The Ukrainian parliamentary corpus ParlaMint-UA 4.0.1 is an extended version of the ParlaMint-UA 4.0 corpus (available as a collection of plain texts along with TSV metadata of the speeches http://hdl.handle.net/11356/1859 and as a collection of speeches with added automatic linguistic annotations http://hdl.handle.net/11356/1860, both being part of the “ParlaMint: Towards Comparable Parliamentary Corpora” project by CLARIN ERIC (https://www.clarin.eu/parlamint).
The Ukrainian parliamentary corpus ParlaMint-UA 4.0.1 contains plenary proceedings for the 4th, 5th, 6th, 7th, 8th and 9th terms of the Rada between 14 May 2002 and 10 November 2023. Tokens in Ukrainian comprise 94% and tokens in Russian comprise 6%.
The transcripts are grouped by dates with information on the term, session and meeting, and contain speeches marked by the speaker and their role (chair, regular speaker or guest). The speeches also contain marked-up transcriber comments, such as noise, applause, shouting, etc. The corpus has extensive metadata on speakers including their name, the year of birth (when available in open sources), gender, MP and minister status, and party affiliation (when known from open sources), and political parties, parliamentary factions and groups including their name, left-to-right political orientation (Wikipedia-sourced or manually encoded, when absent in Wikipedia) and coalition/opposition status.
The corpus is encoded according to the Parla-CLARIN TEI recommendation (https://clarin-eric.github.io/parla-clarin/), as well as following the much stricter ParlaMint encoding guidelines (https://clarin-eric.github.io/ParlaMint/) and schemas.
The corpus comes in two versions. One version contains plain texts of plenary speeches. The other version contains texts of the same plenary speeches that are linguistically annotated including tokenization; sentence segmentation; lemmatisation; Universal Dependencies part-of-speech, morphological features, and syntactic dependencies; and the 4-class CoNLL-2003 named entities.

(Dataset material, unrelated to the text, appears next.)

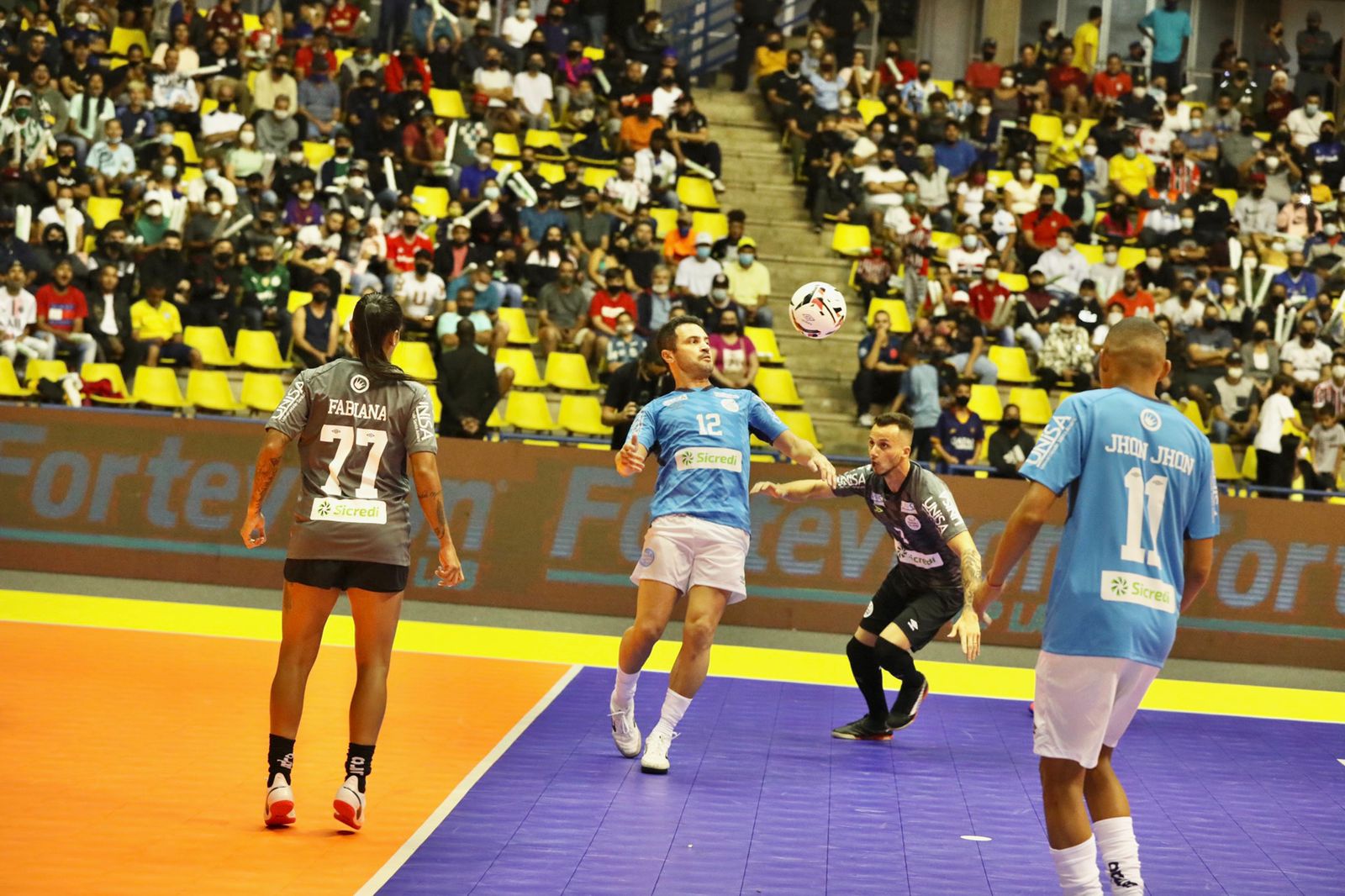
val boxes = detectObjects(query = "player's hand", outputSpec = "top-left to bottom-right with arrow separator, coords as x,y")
804,451 -> 836,490
238,510 -> 266,551
948,607 -> 980,661
435,540 -> 462,588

Compared to ParlaMint-UA 4.0, the Ukrainian parliamentary corpus ParlaMint-UA 4.0.1 has doubled the time-span and now includes older data between 2002 and 2012 and more recent data between September and November 2023. It enhances language identification between Ukrainian and Russian from the paragraph level to the sentence level to advance research on code-switching in public discourse. Also, the errors found in ParlaMint 4.0 have been corrected.